Some day you fellow writers may find yourself finished with that postmodern Pulitzer Prize winner and want to have a cover designed for it or have some “art thing” to go along with it for marketing purposes. So you peruse your friends list and see who you can reach out to. Before you bombard them with your weird request, bear these ten things in mind that I, a writer, have gleaned from my encounters with the beings from the other buildings:
- Exposure Doesn’t Pay the Bills:
I hear this from my artist friends all the time, no matter the field. One of the biggest excuses people use when trying to get someone to do free work for them is that it’ll basically look good on their resumes or put them in the spotlight so to speak. If we could print out our resumes and eat them for sustenance or absorb that spotlight like a plant would sunlight and grow stronger from it, that would be a fine method of compensation. As it stands, we are not at the plant form in our evolution, so be sure to ask the artist if they would prefer cash or cheques.
- Neither Does Experience:
Just another not so clever way of saying, “I don’t value what you do at all and am not planning on paying you for it.” Experience is fantastic, and in order to stand out in this highly competitive world, both writers and artists need tons of it. However, they also need food and water and roofs over their heads. Check under the couch cushions for runaway quarters, consider donating plasma, whatever you have to do to make the cash to pay the artist you hired.

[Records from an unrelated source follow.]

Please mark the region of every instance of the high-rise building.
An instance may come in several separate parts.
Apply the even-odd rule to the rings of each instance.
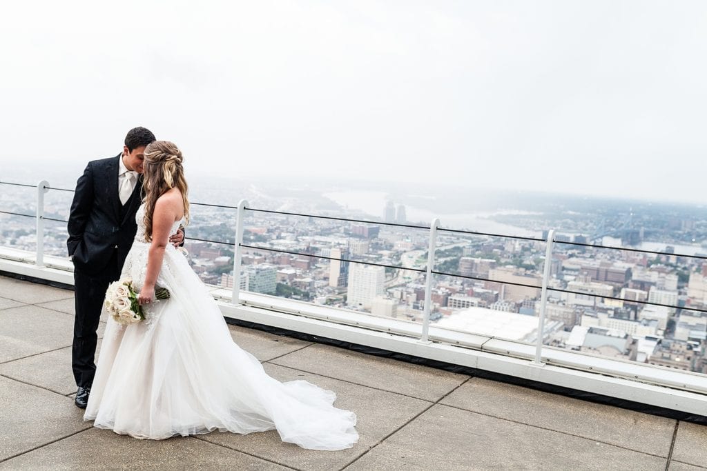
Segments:
[[[380,232],[380,226],[351,225],[351,234],[364,239],[375,239]]]
[[[383,220],[386,222],[395,222],[395,203],[388,201],[383,209]]]
[[[384,317],[397,317],[397,302],[379,296],[371,303],[370,314]]]
[[[407,217],[405,216],[404,205],[398,205],[397,213],[395,215],[395,222],[399,224],[404,224],[407,221]]]
[[[332,260],[329,265],[329,285],[333,287],[346,286],[349,278],[349,262],[341,259],[349,258],[349,250],[334,247],[329,251],[329,256],[339,260]]]
[[[243,268],[243,275],[247,277],[248,291],[266,294],[275,292],[277,286],[277,270],[275,267],[269,265],[249,266]]]
[[[385,292],[385,269],[383,267],[353,263],[349,268],[346,304],[370,309],[373,299]]]
[[[349,239],[349,251],[353,256],[366,255],[368,253],[368,245],[367,240],[350,239]]]
[[[677,306],[677,292],[657,290],[654,287],[651,287],[648,292],[648,302],[658,304]],[[668,311],[672,314],[675,312],[675,309],[669,307]]]

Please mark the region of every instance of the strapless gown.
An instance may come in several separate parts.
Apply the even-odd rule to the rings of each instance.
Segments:
[[[122,270],[136,287],[150,246],[143,215],[141,208]],[[278,381],[233,342],[216,302],[171,244],[157,285],[171,297],[148,305],[144,321],[125,326],[109,318],[84,420],[138,439],[275,429],[283,441],[313,450],[358,441],[356,415],[333,406],[334,393]]]

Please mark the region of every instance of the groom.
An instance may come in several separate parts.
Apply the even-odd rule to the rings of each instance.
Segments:
[[[89,162],[76,182],[69,215],[66,246],[74,262],[76,316],[71,367],[78,389],[74,400],[86,408],[95,374],[95,347],[108,285],[120,277],[137,232],[135,213],[142,194],[145,148],[154,141],[148,129],[134,128],[118,155]],[[170,242],[184,240],[180,229]]]

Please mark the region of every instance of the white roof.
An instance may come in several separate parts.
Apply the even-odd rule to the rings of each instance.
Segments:
[[[489,337],[522,340],[534,335],[537,318],[515,312],[469,307],[440,319],[437,326]]]

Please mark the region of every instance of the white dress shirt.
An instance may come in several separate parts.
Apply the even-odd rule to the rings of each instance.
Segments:
[[[123,156],[118,159],[118,196],[120,198],[120,204],[124,205],[130,199],[130,195],[135,189],[135,184],[137,183],[138,173],[133,170],[128,170],[123,163]]]

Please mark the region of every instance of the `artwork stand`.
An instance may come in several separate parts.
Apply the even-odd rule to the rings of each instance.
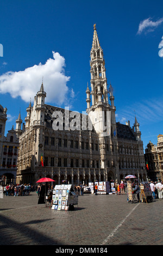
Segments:
[[[140,186],[140,189],[141,189],[141,193],[140,193],[140,200],[139,200],[139,202],[140,202],[141,198],[142,198],[141,199],[141,202],[143,202],[143,199],[145,199],[146,203],[147,203],[147,201],[146,197],[146,196],[145,196],[145,192],[144,192],[144,186]]]

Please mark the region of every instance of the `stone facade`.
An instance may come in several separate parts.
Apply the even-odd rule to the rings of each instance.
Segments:
[[[15,183],[17,172],[18,139],[12,126],[5,136],[7,109],[0,105],[0,176],[5,184]]]
[[[34,184],[43,176],[57,184],[64,180],[72,184],[120,181],[127,174],[146,180],[139,124],[136,117],[133,128],[129,122],[126,125],[116,123],[113,88],[111,84],[107,88],[95,26],[90,66],[87,114],[46,104],[42,83],[33,107],[30,103],[27,108],[25,130],[19,137],[18,183]]]
[[[155,181],[163,180],[163,135],[158,136],[157,145],[150,141],[145,149],[145,161],[148,163],[148,178]]]

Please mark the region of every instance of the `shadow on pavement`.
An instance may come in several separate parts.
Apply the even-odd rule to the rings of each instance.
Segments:
[[[38,221],[37,223],[40,223],[42,221],[48,221],[48,220]],[[60,244],[59,242],[52,239],[50,236],[43,235],[42,233],[26,225],[27,224],[36,224],[37,221],[22,224],[0,215],[0,222],[1,245],[23,245],[28,244],[33,245],[64,245]],[[11,232],[10,233],[10,232]],[[28,240],[29,243],[28,243]],[[23,242],[23,241],[24,242]]]

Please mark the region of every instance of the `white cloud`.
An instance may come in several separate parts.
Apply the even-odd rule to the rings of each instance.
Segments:
[[[159,44],[159,48],[161,48],[161,50],[159,51],[159,56],[161,57],[163,57],[163,36],[162,36],[162,40]]]
[[[142,102],[134,102],[121,109],[118,115],[121,121],[129,120],[130,124],[134,123],[135,113],[138,123],[141,125],[155,123],[163,120],[163,102],[162,96],[157,99],[144,99]],[[135,112],[135,113],[134,113]]]
[[[9,71],[1,76],[0,93],[8,93],[13,98],[20,96],[29,102],[40,90],[43,76],[46,102],[64,103],[68,92],[66,84],[70,77],[65,74],[65,58],[58,52],[52,53],[53,58],[49,58],[45,64],[40,63],[23,71]]]
[[[160,19],[156,21],[152,21],[151,17],[146,19],[140,22],[137,34],[140,34],[143,32],[145,33],[153,32],[155,28],[162,22],[163,18]]]
[[[13,121],[13,120],[14,120],[14,121],[15,121],[16,117],[15,117],[14,115],[12,115],[10,114],[8,114],[7,118],[8,122],[11,122]]]

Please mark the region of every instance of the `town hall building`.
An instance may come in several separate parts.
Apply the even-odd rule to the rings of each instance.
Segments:
[[[60,184],[120,182],[127,174],[147,180],[143,142],[136,118],[131,127],[116,122],[113,88],[107,87],[103,52],[94,25],[86,114],[46,104],[43,83],[25,126],[17,120],[17,183],[35,184],[47,176]],[[89,87],[91,89],[89,89]],[[83,102],[84,104],[84,102]],[[18,125],[20,124],[20,125]],[[43,166],[41,163],[42,156]]]

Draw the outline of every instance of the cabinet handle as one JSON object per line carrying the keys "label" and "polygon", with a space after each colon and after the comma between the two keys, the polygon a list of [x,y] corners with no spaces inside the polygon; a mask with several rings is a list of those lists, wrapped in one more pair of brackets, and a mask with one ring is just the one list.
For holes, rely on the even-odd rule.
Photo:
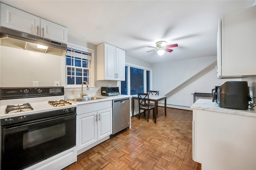
{"label": "cabinet handle", "polygon": [[39,26],[37,25],[37,35],[39,35]]}

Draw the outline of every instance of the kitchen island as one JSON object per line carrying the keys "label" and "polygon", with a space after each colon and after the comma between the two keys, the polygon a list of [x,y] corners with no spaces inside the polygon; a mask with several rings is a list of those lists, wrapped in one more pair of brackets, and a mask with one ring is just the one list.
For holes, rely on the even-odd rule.
{"label": "kitchen island", "polygon": [[256,169],[256,112],[199,99],[193,109],[193,159],[202,170]]}

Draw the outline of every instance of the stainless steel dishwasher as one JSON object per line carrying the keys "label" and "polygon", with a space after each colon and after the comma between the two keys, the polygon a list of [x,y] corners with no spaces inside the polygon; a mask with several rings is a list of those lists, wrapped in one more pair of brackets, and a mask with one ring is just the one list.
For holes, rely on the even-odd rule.
{"label": "stainless steel dishwasher", "polygon": [[130,98],[112,100],[113,133],[130,127]]}

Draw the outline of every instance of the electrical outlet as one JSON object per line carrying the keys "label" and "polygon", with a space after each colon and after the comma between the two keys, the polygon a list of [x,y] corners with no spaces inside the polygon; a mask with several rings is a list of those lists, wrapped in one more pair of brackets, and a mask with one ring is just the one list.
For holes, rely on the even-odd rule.
{"label": "electrical outlet", "polygon": [[33,87],[38,87],[39,86],[39,82],[33,82]]}
{"label": "electrical outlet", "polygon": [[54,81],[54,86],[60,86],[60,81]]}

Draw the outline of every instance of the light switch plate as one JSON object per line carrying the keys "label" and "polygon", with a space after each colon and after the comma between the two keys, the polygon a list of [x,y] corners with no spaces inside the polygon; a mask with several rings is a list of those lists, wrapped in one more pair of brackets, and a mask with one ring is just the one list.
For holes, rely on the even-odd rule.
{"label": "light switch plate", "polygon": [[33,87],[38,87],[39,86],[39,82],[33,82]]}

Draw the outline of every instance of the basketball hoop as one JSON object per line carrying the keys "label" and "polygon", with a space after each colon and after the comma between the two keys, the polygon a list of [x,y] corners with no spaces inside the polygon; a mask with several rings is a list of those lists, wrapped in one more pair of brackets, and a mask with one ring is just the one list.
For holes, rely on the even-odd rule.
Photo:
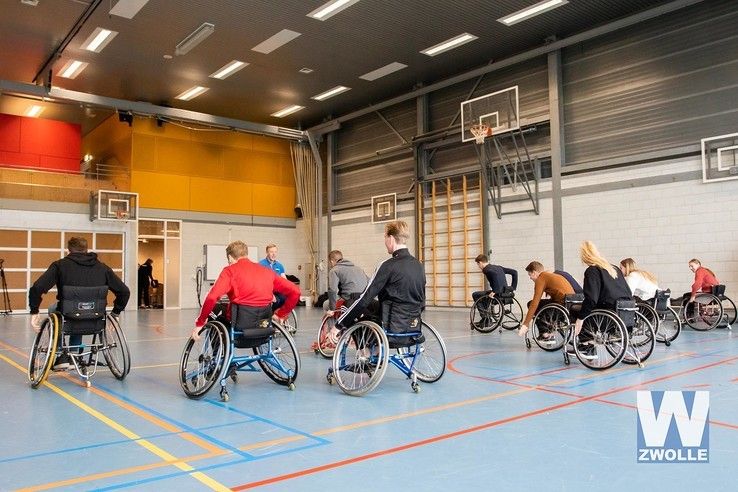
{"label": "basketball hoop", "polygon": [[484,139],[492,135],[492,129],[489,125],[472,125],[469,127],[469,131],[474,135],[474,141],[481,145],[484,143]]}

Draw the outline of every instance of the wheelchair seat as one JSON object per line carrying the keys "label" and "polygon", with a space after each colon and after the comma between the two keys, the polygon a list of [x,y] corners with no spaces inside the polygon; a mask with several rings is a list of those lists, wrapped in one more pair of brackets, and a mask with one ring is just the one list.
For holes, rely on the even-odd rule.
{"label": "wheelchair seat", "polygon": [[61,315],[65,335],[95,335],[105,329],[108,287],[64,286]]}

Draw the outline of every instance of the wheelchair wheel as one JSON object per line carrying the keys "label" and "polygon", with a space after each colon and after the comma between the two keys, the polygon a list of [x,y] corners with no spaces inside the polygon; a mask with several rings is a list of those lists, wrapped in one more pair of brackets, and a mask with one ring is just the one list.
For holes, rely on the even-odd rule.
{"label": "wheelchair wheel", "polygon": [[231,354],[230,335],[220,322],[207,323],[199,333],[199,339],[187,340],[179,364],[179,384],[190,398],[202,398],[210,391]]}
{"label": "wheelchair wheel", "polygon": [[480,333],[492,333],[502,322],[502,305],[495,298],[482,296],[472,306],[471,327]]}
{"label": "wheelchair wheel", "polygon": [[623,359],[628,347],[628,332],[614,313],[595,309],[584,318],[582,330],[574,339],[577,359],[586,367],[600,371]]}
{"label": "wheelchair wheel", "polygon": [[31,382],[31,388],[38,388],[49,375],[56,355],[59,324],[59,317],[52,313],[41,323],[41,330],[36,333],[28,358],[28,380]]}
{"label": "wheelchair wheel", "polygon": [[662,314],[659,314],[659,325],[656,331],[656,341],[670,344],[682,332],[682,321],[679,315],[672,308],[667,308]]}
{"label": "wheelchair wheel", "polygon": [[623,364],[638,364],[645,362],[653,353],[656,344],[656,335],[653,325],[640,312],[635,313],[635,326],[628,333],[628,350],[623,356]]}
{"label": "wheelchair wheel", "polygon": [[341,391],[361,396],[376,388],[387,370],[388,348],[387,335],[376,323],[360,321],[344,330],[331,368]]}
{"label": "wheelchair wheel", "polygon": [[697,331],[709,331],[723,319],[723,305],[712,294],[697,294],[694,301],[684,306],[684,321]]}
{"label": "wheelchair wheel", "polygon": [[326,314],[320,321],[320,328],[318,328],[318,343],[315,351],[326,359],[333,357],[333,352],[336,349],[336,340],[330,336],[335,326],[336,319]]}
{"label": "wheelchair wheel", "polygon": [[254,354],[261,355],[259,367],[269,379],[282,386],[294,388],[300,370],[300,354],[286,326],[274,323],[274,334],[264,344],[254,347]]}
{"label": "wheelchair wheel", "polygon": [[105,331],[102,334],[103,356],[116,379],[123,380],[131,370],[131,353],[120,322],[113,315],[105,320]]}
{"label": "wheelchair wheel", "polygon": [[512,298],[512,304],[505,304],[502,311],[502,327],[506,330],[517,330],[523,322],[523,307],[517,299]]}
{"label": "wheelchair wheel", "polygon": [[569,337],[569,314],[559,304],[547,304],[536,313],[530,329],[536,345],[546,352],[556,352]]}
{"label": "wheelchair wheel", "polygon": [[[435,383],[446,371],[446,344],[438,333],[438,330],[422,321],[421,331],[425,341],[420,344],[420,353],[415,359],[415,374],[424,383]],[[409,348],[414,354],[415,347]],[[409,361],[412,359],[408,360]]]}

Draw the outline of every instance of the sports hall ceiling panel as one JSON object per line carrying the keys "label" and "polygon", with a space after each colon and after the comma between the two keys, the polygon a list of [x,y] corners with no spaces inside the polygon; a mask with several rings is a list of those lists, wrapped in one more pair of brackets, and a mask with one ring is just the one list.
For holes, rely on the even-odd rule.
{"label": "sports hall ceiling panel", "polygon": [[[33,7],[2,0],[0,79],[30,83],[89,3],[39,0]],[[305,128],[539,47],[550,36],[564,38],[668,0],[570,0],[510,27],[496,19],[534,0],[360,0],[325,21],[307,17],[324,3],[149,0],[135,17],[126,19],[110,15],[116,2],[103,0],[54,64],[52,83],[118,99]],[[214,24],[215,31],[189,53],[175,55],[175,46],[204,22]],[[96,27],[118,34],[100,53],[82,50]],[[283,29],[300,35],[271,53],[252,51]],[[478,39],[435,57],[420,53],[464,32]],[[59,77],[59,69],[71,59],[89,65],[74,79]],[[225,80],[209,77],[231,60],[249,65]],[[373,82],[359,78],[392,62],[407,68]],[[303,67],[313,72],[300,73]],[[209,90],[190,101],[175,99],[198,85]],[[351,90],[322,102],[311,99],[338,85]],[[282,119],[270,116],[293,104],[305,109]]]}

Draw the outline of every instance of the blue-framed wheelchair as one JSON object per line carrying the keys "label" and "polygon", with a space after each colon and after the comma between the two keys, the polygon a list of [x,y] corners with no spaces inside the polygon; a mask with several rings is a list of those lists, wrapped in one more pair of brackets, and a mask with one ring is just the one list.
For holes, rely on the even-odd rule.
{"label": "blue-framed wheelchair", "polygon": [[[98,367],[107,366],[116,379],[125,379],[131,370],[131,355],[118,318],[105,311],[107,286],[66,286],[63,293],[60,310],[43,320],[33,341],[28,360],[31,387],[37,388],[47,379],[56,357],[61,355],[70,358],[87,387]],[[81,337],[81,342],[71,344],[70,336]]]}
{"label": "blue-framed wheelchair", "polygon": [[[275,383],[295,389],[300,355],[288,330],[271,319],[271,308],[231,305],[231,321],[226,306],[219,304],[210,321],[190,338],[180,361],[179,382],[185,394],[199,399],[220,383],[220,398],[229,400],[226,383],[238,382],[239,372],[264,372]],[[251,353],[236,354],[236,349]]]}
{"label": "blue-framed wheelchair", "polygon": [[341,332],[326,379],[348,395],[361,396],[377,387],[390,364],[410,379],[417,393],[418,381],[434,383],[443,376],[446,344],[421,319],[403,333],[391,333],[375,321],[362,320]]}

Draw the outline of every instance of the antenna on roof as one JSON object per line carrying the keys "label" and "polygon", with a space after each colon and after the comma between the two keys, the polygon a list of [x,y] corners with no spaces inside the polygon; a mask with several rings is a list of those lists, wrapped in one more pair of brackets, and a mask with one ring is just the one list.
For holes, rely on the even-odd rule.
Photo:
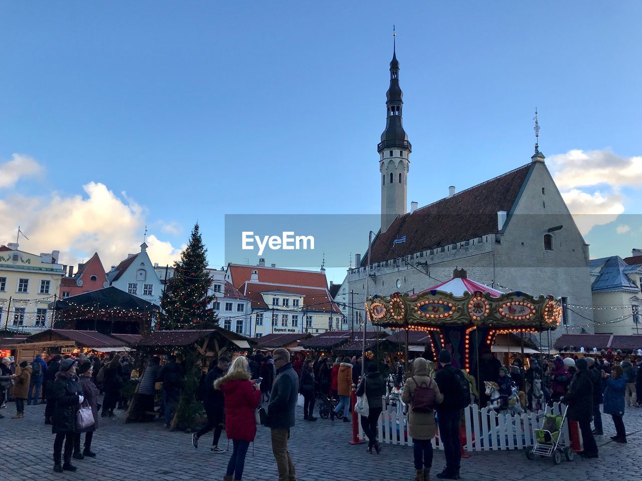
{"label": "antenna on roof", "polygon": [[537,107],[535,108],[535,117],[533,118],[533,120],[535,121],[535,153],[539,153],[539,122],[537,121]]}

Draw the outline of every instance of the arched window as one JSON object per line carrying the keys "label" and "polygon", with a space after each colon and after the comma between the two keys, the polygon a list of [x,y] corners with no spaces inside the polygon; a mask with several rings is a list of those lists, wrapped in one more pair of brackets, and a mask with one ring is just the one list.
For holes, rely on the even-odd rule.
{"label": "arched window", "polygon": [[544,236],[544,249],[546,250],[553,250],[553,236],[546,234]]}

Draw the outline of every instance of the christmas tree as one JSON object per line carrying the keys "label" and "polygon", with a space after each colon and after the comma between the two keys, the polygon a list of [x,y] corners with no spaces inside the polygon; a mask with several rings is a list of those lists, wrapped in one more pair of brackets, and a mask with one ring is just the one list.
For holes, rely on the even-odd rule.
{"label": "christmas tree", "polygon": [[205,268],[207,249],[203,245],[198,223],[194,226],[189,244],[174,263],[174,276],[168,281],[160,297],[162,312],[159,329],[184,329],[202,324],[217,324],[216,314],[209,306],[212,279]]}

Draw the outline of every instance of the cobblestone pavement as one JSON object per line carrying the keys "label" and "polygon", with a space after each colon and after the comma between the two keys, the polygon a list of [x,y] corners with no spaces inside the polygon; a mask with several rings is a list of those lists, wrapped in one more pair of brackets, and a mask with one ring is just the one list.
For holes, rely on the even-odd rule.
{"label": "cobblestone pavement", "polygon": [[[44,424],[44,407],[26,407],[25,417],[12,419],[15,405],[2,410],[0,433],[4,444],[3,472],[11,473],[11,481],[22,480],[100,479],[112,481],[169,481],[170,480],[221,480],[229,453],[210,451],[211,434],[204,436],[195,450],[191,434],[169,432],[161,422],[124,424],[122,411],[118,417],[101,418],[94,437],[94,459],[74,460],[75,473],[52,471],[53,435]],[[329,419],[315,423],[299,421],[292,430],[290,450],[299,481],[397,481],[412,480],[414,475],[412,450],[385,445],[379,455],[365,452],[363,445],[351,446],[351,424]],[[637,478],[642,466],[642,409],[629,408],[625,416],[629,444],[620,444],[609,439],[615,433],[611,417],[604,417],[605,435],[598,437],[599,459],[577,457],[571,462],[555,466],[550,459],[529,461],[524,451],[497,451],[472,453],[462,460],[462,478],[491,480],[600,480],[622,481]],[[225,433],[220,445],[227,444]],[[231,443],[230,448],[231,448]],[[442,451],[435,451],[432,474],[444,467]],[[270,444],[269,430],[259,426],[254,449],[248,453],[245,481],[276,481],[276,466]]]}

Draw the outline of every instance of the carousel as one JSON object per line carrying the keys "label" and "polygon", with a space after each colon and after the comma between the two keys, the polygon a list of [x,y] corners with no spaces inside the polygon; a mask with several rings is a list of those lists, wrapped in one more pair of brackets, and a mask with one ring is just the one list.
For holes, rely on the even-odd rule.
{"label": "carousel", "polygon": [[552,295],[501,292],[468,279],[464,269],[455,269],[450,281],[416,295],[375,295],[365,305],[374,326],[426,332],[435,359],[439,351],[447,348],[458,367],[473,375],[478,374],[474,362],[485,347],[492,346],[498,335],[554,330],[562,316],[560,303]]}

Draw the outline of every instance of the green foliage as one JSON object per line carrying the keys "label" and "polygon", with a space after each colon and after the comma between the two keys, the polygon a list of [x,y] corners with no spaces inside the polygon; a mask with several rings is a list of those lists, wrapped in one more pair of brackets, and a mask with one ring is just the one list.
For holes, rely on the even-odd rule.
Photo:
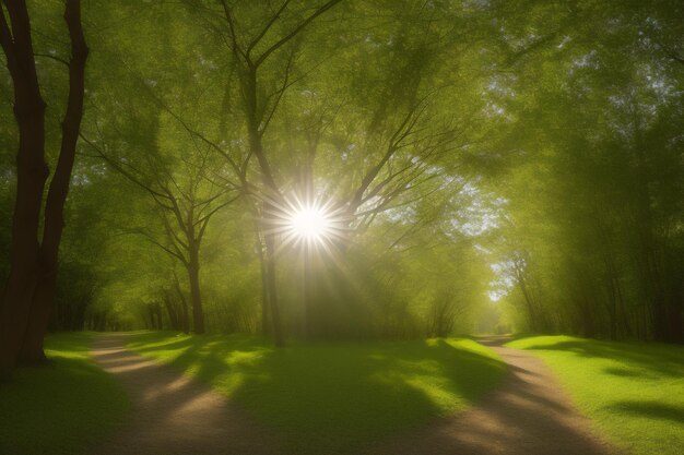
{"label": "green foliage", "polygon": [[87,454],[129,409],[120,384],[89,359],[93,334],[46,339],[50,363],[0,384],[0,453]]}
{"label": "green foliage", "polygon": [[467,339],[292,344],[245,336],[137,335],[129,347],[209,383],[281,432],[290,453],[356,453],[462,410],[502,379]]}
{"label": "green foliage", "polygon": [[672,454],[684,444],[684,348],[569,336],[507,346],[541,357],[597,430],[633,454]]}

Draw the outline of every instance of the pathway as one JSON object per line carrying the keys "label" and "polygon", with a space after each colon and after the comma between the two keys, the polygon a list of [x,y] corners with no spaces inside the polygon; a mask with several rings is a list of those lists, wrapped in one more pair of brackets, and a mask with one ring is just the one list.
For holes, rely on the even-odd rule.
{"label": "pathway", "polygon": [[97,338],[92,356],[126,387],[132,409],[97,455],[278,454],[280,443],[238,407],[177,371],[126,349],[127,335]]}
{"label": "pathway", "polygon": [[474,408],[379,444],[374,455],[604,455],[615,448],[591,431],[544,363],[482,338],[508,364],[503,384]]}

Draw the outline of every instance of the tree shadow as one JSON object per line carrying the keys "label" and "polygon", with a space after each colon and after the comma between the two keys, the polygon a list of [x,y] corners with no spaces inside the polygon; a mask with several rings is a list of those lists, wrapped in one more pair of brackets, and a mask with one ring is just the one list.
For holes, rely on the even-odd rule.
{"label": "tree shadow", "polygon": [[617,412],[627,412],[649,419],[670,420],[673,423],[684,424],[684,407],[667,405],[660,402],[618,402],[608,406]]}
{"label": "tree shadow", "polygon": [[498,359],[449,340],[273,349],[258,338],[202,336],[142,345],[141,354],[177,350],[172,367],[240,404],[283,435],[286,453],[300,454],[357,453],[369,441],[462,409],[505,372]]}
{"label": "tree shadow", "polygon": [[[606,371],[621,376],[649,376],[649,372],[681,378],[684,372],[684,347],[636,342],[598,342],[593,339],[568,339],[554,344],[529,346],[530,350],[571,351],[586,358],[611,359],[625,368]],[[645,371],[635,371],[634,368]]]}

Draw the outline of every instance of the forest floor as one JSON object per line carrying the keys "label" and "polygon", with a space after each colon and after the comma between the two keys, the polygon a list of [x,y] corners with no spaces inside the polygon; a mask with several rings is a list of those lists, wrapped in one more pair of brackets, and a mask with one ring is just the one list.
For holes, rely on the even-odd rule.
{"label": "forest floor", "polygon": [[[152,345],[163,351],[164,348],[158,345],[160,335],[152,334],[150,337],[139,346]],[[108,335],[95,343],[94,358],[106,371],[120,378],[133,402],[131,420],[101,447],[98,454],[300,453],[293,452],[295,447],[286,440],[293,436],[305,440],[307,432],[311,435],[311,444],[307,448],[316,448],[318,442],[314,428],[299,430],[303,434],[287,434],[285,431],[278,435],[279,431],[269,431],[269,427],[280,426],[262,427],[255,422],[250,412],[245,412],[243,403],[234,403],[225,393],[213,392],[209,386],[180,374],[176,368],[127,350],[127,343],[135,346],[137,339],[140,335]],[[194,343],[198,338],[173,339],[173,348],[180,344],[187,352],[188,346],[191,346],[187,343]],[[499,346],[506,340],[480,340],[500,356],[508,366],[508,373],[499,386],[485,394],[474,407],[405,428],[402,435],[394,433],[379,441],[368,441],[362,444],[365,448],[358,445],[353,452],[341,446],[337,448],[341,448],[340,453],[392,455],[616,453],[614,447],[592,432],[588,419],[575,410],[543,361],[521,350]],[[162,343],[169,342],[163,339]],[[211,338],[200,337],[197,343],[202,346],[196,346],[198,351],[207,346],[213,348],[212,352],[222,351]],[[196,355],[190,357],[198,360]],[[168,358],[165,360],[168,361]],[[190,374],[193,374],[191,370]],[[322,403],[319,407],[326,408],[320,405]],[[363,410],[359,410],[358,418],[363,419]],[[353,424],[349,420],[347,423]],[[331,432],[330,438],[334,440],[337,435]],[[297,448],[306,452],[307,441],[299,444]]]}
{"label": "forest floor", "polygon": [[92,356],[132,402],[128,421],[97,455],[276,454],[275,436],[238,406],[177,371],[126,349],[130,335],[101,336]]}
{"label": "forest floor", "polygon": [[506,346],[543,360],[592,428],[626,453],[684,453],[681,345],[554,335]]}
{"label": "forest floor", "polygon": [[391,439],[368,454],[614,454],[592,430],[542,360],[481,338],[508,366],[508,375],[477,406],[422,431]]}

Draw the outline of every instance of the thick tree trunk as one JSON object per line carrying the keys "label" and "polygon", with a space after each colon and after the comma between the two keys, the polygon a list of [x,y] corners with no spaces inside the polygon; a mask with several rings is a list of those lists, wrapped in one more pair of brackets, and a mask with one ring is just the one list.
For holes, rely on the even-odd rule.
{"label": "thick tree trunk", "polygon": [[75,158],[81,119],[83,118],[83,95],[85,88],[85,60],[87,46],[81,26],[80,0],[67,0],[64,21],[71,38],[71,61],[69,63],[69,98],[62,121],[62,139],[45,205],[45,227],[43,243],[38,254],[38,278],[31,308],[31,318],[24,335],[20,358],[22,362],[45,360],[43,339],[50,320],[59,243],[64,226],[63,208],[69,194],[69,182]]}
{"label": "thick tree trunk", "polygon": [[0,45],[14,85],[19,153],[10,273],[0,308],[0,379],[11,375],[28,321],[38,272],[40,206],[48,175],[45,164],[46,106],[36,74],[28,11],[22,0],[7,2],[5,8],[10,21],[0,9]]}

- Not Paying the Artist is Just Bad:
I should hope that no one would do this, because it’s basically stealing and just rude. This includes making excuses like “I’ll pay you half now…” or “I need another week to get payment ready.” If it won’t fly with your angry looking landlord it won’t fly with the artist. If you are so deplorable as to do something like this, you may also face legal action. So either be prepared to pay up on the agreed date or don’t hire the artist.
- Telling the Artist How to Do Their Work is a Mortal Sin:
Bear in mind that making a humble request as part of the commission or specifying things, like in a comic script, are not the same as outright telling an artist how to do their job. Approaching an artist for a logo design, for example, and saying “Can you do this in the style of so and so?” or “Just do it like they did, but with my company’s logo” is wrong. Specifying that you want an aerial shot for a panel of the graphic novel you’re writing is not. Find a balance here for your own requests.
- Telling the Artist That You Could Do It:
Great. Scamper off and do it then.
- Telling the Artist That You Could Get it Done Cheaper or Faster Elsewhere:
Again, this is fantastic news. Consult them instead.
- Telling the Artist You Have a Relative or Know Someone Who Could Do it For Less, Any Variation of This, Or the Ones Listed Above:
Wow. I didn’t know your aunt Cathy was a master printer. I’m so happy for her. Why did you beseech me for help with your project, again?
- Vague Requests Are Just Annoying:
Saying “I want it to be blue” doesn’t give the artist anything to work with unless they are the literal reincarnation of Yves Klein. Also, your lack of details make you look bad as a writer. Shame, shame. Don’t go overboard with details either. Find a balance.
- Reference Images Help, but Don’t Overdo It:
Similar to making grievous requests, this comes across as “Do it this way!” to the artist and shows that you don’t trust their judgment or creativity to produce something awesome. However, using a few reference images is fine. It may even help the artist gain more ground on just what it is they’re producing for you.
- Understand That Art Takes Time:
Perhaps the intense deadline after deadline nature of being a SCAD student has warped your perception of how art works. The artist probably won’t give you what you desire overnight, so plan accordingly. Set a deadline, but be flexible if you can be. Wait patiently for the masterpiece, checking in occasionally, but not too often. Rome wasn’t built in a day, your weird Avant-Garde book cover won’t be done in a day either.
These are just ten things I’ve picked up from artists I know. If you have any more, leave them in the comments section below. Also, bear in mind fellow wordsmiths, that these are by no means the only rules and etiquette you should follow when dealing with artists. A lot of things are entirely unspoken and you’ll only find out about them after you totally screw something up, so have fun on your artist hunt!